The Importance of Mentor Hikes
By Green River Preserve
This morning Senior Mentor Hawk, nine campers, and I ventured into the woods for our Mentor Hike. Instead of riding a bus and singing songs about “three short-legged buzzards” or “Bazooka Bubble Gum” we headed straight for the trail; our legs were the only transportation needed for our morning excursion, called a “walkout.” It was only us and the forest. Hawk and I had the pleasure of hiking with some of our youngest campers, who, in addition to being some of the most curious and eager campers I have ever met, were very concerned with encountering the infamous black bear needed to complete the Green River Preserve Grand Slam. For those who don’t know the Grand Slam includes sightings of four animals: black bear, venomous snake, deer, and wild turkey. These must be seen by at least one camper and one staff member and when all four have been spotted, we get an ice cream party and fireworks celebration.

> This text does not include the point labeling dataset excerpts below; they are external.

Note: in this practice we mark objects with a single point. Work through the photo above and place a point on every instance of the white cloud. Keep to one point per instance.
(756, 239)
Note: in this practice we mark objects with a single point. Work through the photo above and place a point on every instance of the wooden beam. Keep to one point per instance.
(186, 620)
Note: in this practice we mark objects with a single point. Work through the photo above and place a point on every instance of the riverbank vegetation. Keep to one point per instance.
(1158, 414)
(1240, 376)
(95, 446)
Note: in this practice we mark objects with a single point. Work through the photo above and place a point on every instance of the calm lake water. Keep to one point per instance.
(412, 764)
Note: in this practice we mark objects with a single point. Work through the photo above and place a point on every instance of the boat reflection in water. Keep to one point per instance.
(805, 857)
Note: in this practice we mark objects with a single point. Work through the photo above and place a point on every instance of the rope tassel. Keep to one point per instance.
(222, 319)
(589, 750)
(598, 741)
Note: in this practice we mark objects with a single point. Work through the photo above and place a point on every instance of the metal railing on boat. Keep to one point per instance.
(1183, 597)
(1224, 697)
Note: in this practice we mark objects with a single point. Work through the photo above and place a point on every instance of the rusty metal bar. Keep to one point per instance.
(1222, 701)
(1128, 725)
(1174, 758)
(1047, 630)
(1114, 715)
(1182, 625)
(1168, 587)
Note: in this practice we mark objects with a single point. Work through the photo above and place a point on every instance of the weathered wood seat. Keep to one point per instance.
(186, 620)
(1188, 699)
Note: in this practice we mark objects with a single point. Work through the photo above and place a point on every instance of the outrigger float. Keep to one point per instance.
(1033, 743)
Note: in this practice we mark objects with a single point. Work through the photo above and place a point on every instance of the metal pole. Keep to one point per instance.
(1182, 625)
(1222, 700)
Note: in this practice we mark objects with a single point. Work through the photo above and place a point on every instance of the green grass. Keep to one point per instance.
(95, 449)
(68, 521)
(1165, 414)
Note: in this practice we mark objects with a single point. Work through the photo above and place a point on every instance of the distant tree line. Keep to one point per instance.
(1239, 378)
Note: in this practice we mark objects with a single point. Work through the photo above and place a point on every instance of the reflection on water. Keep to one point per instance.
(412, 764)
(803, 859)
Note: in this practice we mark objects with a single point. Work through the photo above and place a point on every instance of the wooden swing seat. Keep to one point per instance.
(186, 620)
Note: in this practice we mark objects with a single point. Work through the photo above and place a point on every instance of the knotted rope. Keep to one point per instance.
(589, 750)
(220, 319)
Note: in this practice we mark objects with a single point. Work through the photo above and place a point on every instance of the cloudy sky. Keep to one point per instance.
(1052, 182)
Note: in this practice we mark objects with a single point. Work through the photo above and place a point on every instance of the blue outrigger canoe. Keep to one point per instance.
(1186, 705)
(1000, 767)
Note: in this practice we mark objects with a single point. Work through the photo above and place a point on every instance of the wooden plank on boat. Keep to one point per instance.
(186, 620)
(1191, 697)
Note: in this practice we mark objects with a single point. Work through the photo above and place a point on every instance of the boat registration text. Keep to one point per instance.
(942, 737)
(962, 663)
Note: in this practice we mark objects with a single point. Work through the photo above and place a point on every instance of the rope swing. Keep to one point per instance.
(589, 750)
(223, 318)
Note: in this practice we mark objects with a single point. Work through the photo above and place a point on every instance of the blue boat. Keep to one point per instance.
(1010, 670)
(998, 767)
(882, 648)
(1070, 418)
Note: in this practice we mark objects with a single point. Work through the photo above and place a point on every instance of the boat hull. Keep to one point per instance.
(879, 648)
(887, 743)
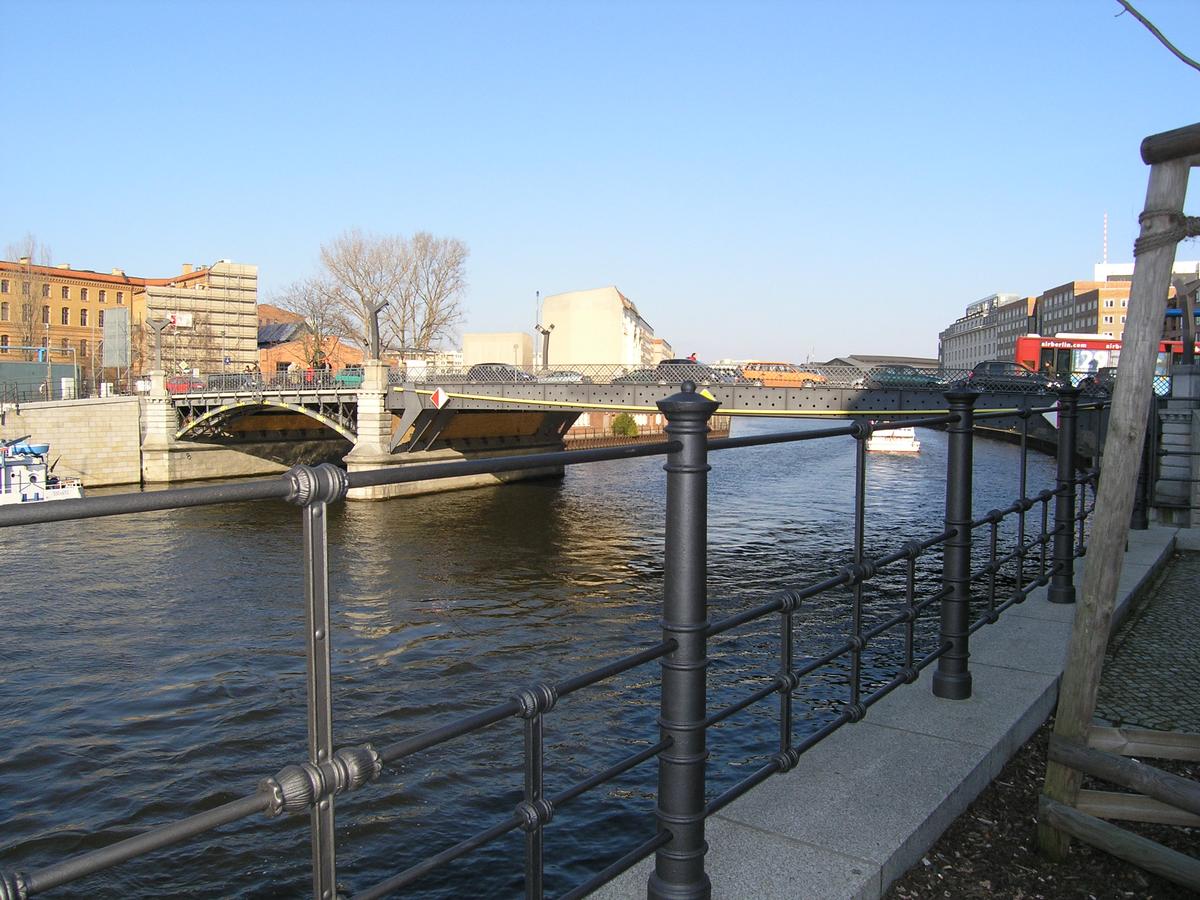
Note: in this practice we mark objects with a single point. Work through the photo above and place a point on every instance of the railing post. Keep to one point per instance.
(312, 490)
(1062, 581)
(952, 681)
(679, 864)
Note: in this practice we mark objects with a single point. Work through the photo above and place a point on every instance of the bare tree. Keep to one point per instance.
(31, 291)
(324, 316)
(417, 283)
(437, 283)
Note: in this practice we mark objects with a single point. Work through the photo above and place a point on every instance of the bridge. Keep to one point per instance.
(435, 415)
(934, 621)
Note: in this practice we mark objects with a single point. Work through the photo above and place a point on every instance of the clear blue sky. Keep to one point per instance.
(768, 180)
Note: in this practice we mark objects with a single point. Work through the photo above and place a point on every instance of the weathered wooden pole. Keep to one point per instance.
(1170, 156)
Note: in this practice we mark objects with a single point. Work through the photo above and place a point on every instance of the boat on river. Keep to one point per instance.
(27, 478)
(894, 441)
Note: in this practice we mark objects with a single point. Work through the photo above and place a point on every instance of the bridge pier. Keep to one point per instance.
(375, 433)
(161, 421)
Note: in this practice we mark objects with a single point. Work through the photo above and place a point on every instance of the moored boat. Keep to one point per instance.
(27, 478)
(894, 441)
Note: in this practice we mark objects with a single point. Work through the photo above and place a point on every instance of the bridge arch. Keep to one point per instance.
(233, 411)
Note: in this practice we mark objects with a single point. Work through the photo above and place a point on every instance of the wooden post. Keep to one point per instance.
(1170, 156)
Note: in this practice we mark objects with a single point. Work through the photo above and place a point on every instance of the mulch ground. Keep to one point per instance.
(990, 851)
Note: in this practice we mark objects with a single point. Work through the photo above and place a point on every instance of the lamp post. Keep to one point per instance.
(545, 346)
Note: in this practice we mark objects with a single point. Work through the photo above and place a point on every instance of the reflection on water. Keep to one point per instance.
(154, 665)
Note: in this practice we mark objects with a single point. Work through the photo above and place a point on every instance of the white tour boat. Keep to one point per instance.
(27, 478)
(894, 441)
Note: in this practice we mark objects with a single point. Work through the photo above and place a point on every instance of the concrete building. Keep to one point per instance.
(599, 327)
(215, 316)
(64, 309)
(511, 347)
(1084, 307)
(972, 337)
(1014, 319)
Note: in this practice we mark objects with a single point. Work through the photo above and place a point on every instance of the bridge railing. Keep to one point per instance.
(891, 377)
(1043, 556)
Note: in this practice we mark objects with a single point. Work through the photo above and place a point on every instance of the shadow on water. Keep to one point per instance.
(156, 664)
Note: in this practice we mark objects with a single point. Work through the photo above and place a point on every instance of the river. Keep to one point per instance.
(153, 665)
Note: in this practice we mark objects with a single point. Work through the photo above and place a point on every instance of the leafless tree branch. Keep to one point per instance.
(1159, 35)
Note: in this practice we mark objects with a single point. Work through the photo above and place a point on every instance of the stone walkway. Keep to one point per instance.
(1151, 675)
(864, 804)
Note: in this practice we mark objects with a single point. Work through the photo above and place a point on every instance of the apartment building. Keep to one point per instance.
(1013, 319)
(1084, 307)
(213, 315)
(598, 327)
(973, 336)
(60, 309)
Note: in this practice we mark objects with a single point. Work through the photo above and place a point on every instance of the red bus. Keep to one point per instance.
(1083, 355)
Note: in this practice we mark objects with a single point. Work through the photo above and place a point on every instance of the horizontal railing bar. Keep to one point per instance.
(118, 504)
(437, 471)
(919, 606)
(718, 803)
(742, 787)
(737, 707)
(1014, 411)
(623, 665)
(438, 859)
(627, 862)
(757, 612)
(621, 768)
(449, 732)
(781, 437)
(145, 843)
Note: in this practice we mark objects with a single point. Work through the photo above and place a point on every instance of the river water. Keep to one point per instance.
(153, 665)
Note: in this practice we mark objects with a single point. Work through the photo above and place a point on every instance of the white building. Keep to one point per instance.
(972, 337)
(595, 328)
(511, 347)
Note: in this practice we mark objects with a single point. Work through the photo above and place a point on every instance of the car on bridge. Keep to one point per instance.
(498, 373)
(907, 377)
(780, 375)
(349, 377)
(564, 376)
(184, 384)
(1007, 376)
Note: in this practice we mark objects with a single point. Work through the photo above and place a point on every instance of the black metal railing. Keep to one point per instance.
(1039, 556)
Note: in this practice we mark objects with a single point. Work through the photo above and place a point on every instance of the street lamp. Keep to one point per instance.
(545, 346)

Hawk explained to us the best ways to respond to a bear if one was encountered, how important it is to be safe and respect these beautiful wild animals, and then the best and safest way to increase our chances of happening upon one while hiking. We learned that by being as silent and stealthy as possible we could potentially come across one. We headed toward Turkey Field, because as every seasoned GRP camper knows, the edges of the field are the best place to sight a shy deer, bear, or turkey. We placed our feet carefully and we kept our talking to a minimum as we headed up the steep hill toward the field. I watched as a group of campers who had been excitedly asking every question possible only moments before began to funnel their energy toward another goal: actually sighting a bear.
Upon reaching the top of the hill and the clearing for the field, we saw no bear or deer or turkey. The campers weren’t too disappointed; instead they were delighted by Hawk’s suggestion that at that very moment, there was an animal nearby in the woods watching us. Hawk reminded us that a squirrel was no less important than a “Grand Slaminal.” With this suggestion the campers became very excited and even more curious about the unknown. They know that there will be many more Mentor Hikes and Campout all this weekend for more opportunities like bear sightings, as well as sightings of rare plants or hidden animals. Their Mentor Hike this morning has kindled their excitement for future adventures and that is the full purpose of each and every Mentor Hike.